Kids will respond differently when they hear stories or songs that are in rhyme because not all children are interested in the same topics. But when they do enjoy what they are hearing, the rhyme makes it easier to remember to retrieve and retell later. This makes rhyming words a perfect strategy to use when teaching children new information or language. Children are more receptive not only when they find their lessons interesting, but the rhyming sentences makes it easier for them to remember also.
Teaching children about rhyming words also provides many learning advantages. It can improve a child’s speech communication as well as their writing abilities, such as using the correct spelling of words by learning the rhyming patterns.

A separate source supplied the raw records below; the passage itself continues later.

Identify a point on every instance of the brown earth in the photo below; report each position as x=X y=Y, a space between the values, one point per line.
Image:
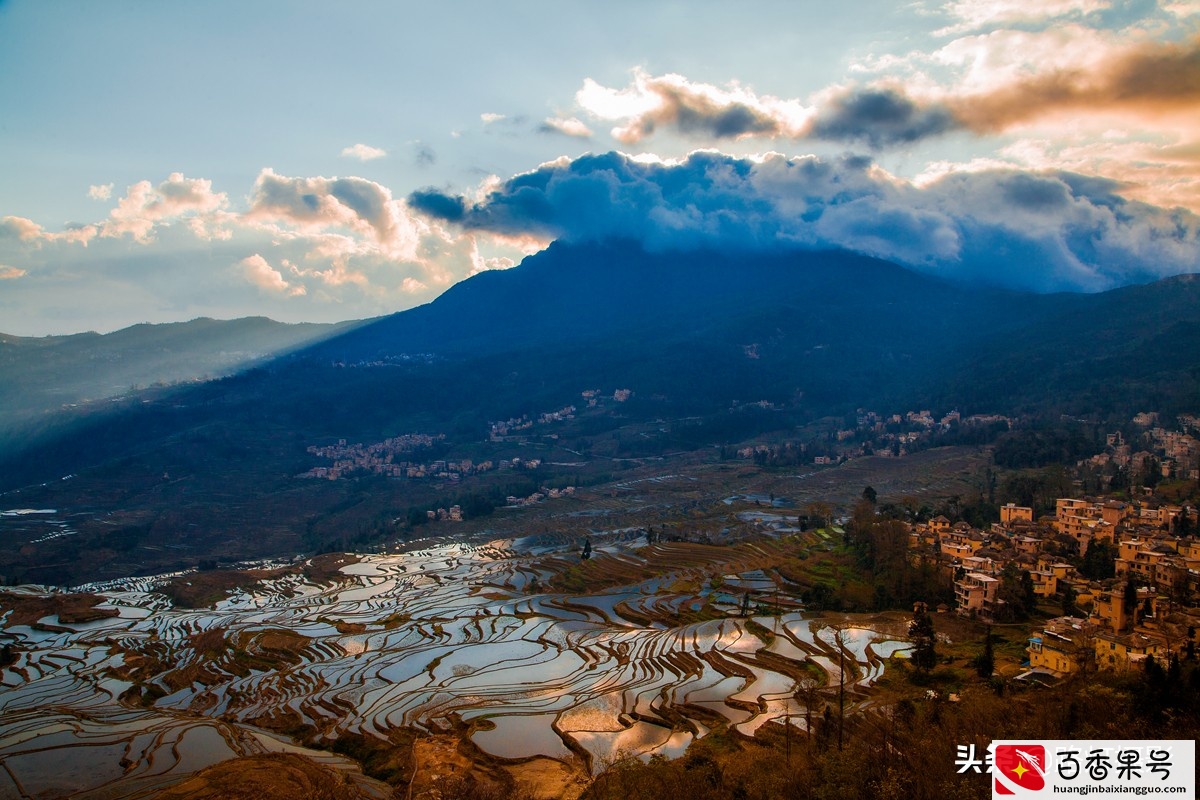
x=70 y=608
x=274 y=776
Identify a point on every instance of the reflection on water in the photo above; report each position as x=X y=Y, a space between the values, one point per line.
x=407 y=639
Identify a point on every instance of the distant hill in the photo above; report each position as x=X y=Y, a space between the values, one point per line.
x=42 y=374
x=717 y=349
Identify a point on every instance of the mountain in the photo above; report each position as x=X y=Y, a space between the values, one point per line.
x=717 y=349
x=40 y=376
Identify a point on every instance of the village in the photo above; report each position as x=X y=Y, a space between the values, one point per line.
x=1126 y=573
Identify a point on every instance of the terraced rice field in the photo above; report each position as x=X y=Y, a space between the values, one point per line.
x=448 y=638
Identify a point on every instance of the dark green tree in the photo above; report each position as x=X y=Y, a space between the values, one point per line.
x=985 y=662
x=1068 y=601
x=924 y=638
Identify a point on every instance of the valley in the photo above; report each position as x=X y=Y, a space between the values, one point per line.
x=444 y=639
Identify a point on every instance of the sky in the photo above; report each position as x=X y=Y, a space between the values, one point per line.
x=318 y=162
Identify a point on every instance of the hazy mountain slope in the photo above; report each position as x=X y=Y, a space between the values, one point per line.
x=821 y=332
x=43 y=374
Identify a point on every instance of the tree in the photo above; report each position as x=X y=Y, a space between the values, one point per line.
x=985 y=662
x=1099 y=560
x=1068 y=601
x=924 y=639
x=1129 y=600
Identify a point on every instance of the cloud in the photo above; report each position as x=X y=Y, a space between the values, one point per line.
x=567 y=126
x=364 y=152
x=1152 y=78
x=28 y=230
x=316 y=205
x=21 y=228
x=264 y=276
x=147 y=206
x=880 y=116
x=1033 y=230
x=973 y=14
x=1008 y=78
x=691 y=108
x=424 y=155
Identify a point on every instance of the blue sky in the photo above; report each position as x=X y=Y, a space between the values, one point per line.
x=313 y=161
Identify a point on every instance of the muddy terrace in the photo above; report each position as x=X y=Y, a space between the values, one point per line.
x=477 y=644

Here is a number of activities teachers and parents can do with their children to encourage them to learn rhyme.
- Create a Rhyming Story: Read books that use rhyme. Talk tabout the rhyming words within the stories. Ask the children if they can think of other words that rhyme. Use these to create a new story together.
- Greeting Cards with verse: Read samples of greeting cards that have rhyme in them. View a variety of different topics eg birthday, Christmas, Sympathy, Christening, Wedding etc. Talk about how some rhymes are funny and how the picture represents the rhyme. Let them make their own card, choosing a topic and drawing a picture (or finding one from a magazine).
- Rhyming Word Rally: Form your students into teams to compete with each other coming up with as many rhyming words as possible to a word announced. The selected word can be topical or random.
- Rhyming Words Bingo: Create 4 boards with 6 squares. Write sets of 2 matching rhyming words.
- Puppet Plays & Retell Time: Provide your children with soft toys or puppets with to act out nursery rhymes such as Twinkle Twinkle Little Star, Cat And The Fiddle, Jack And Jill.
- Find a Rhyming Word: Provide children with printed out poems or nursery rhymes and get them to circle or colour the words that rhyme.
- Craft Activities: By creating visual craft items related to nursery rhymes, to put on display, children will sublimely recite in their head or allowed the verses. This is a great memory training activity.
- Pass The Rhyming Word: All children to sit or stand in a circle. Pass a ball and when the music stops the child is to say a word. In a circle the other children then have to come up with a rhyming word. The first person who can’t is out. Then the music is played and the ball is passed around again for the next turn. This type of activity is a very good introduction to ‘word families’.
Apart from finding a great nursery rhyme picture book here is a selection of children’s authors that we think are a great introduction to helping your children understand and hear rhyme:
- Dr Seuss eg ‘Green Eggs & Ham’ for young children or ‘The Lorax’ for older.
- Mem Fox eg “Ten Little Fingers, Ten Little Toes”
- Bill Martin Jnr eg “Brown Bear, Brown Bear, What Do You See”
- Julia Donaldson eg “Gruffalo”, “The Snail & The Whale”
- Jez Alborough eg “Some Dogs Do!”, “Hug”
Introducing or teaching children about rhyming words early is going to give them a great advantage for language development and later learning in the areas of reading and writing skills. It is very easy to get children involved by reading to them and singing nursery rhymes, this means the activities will assist in their memory recall development as well.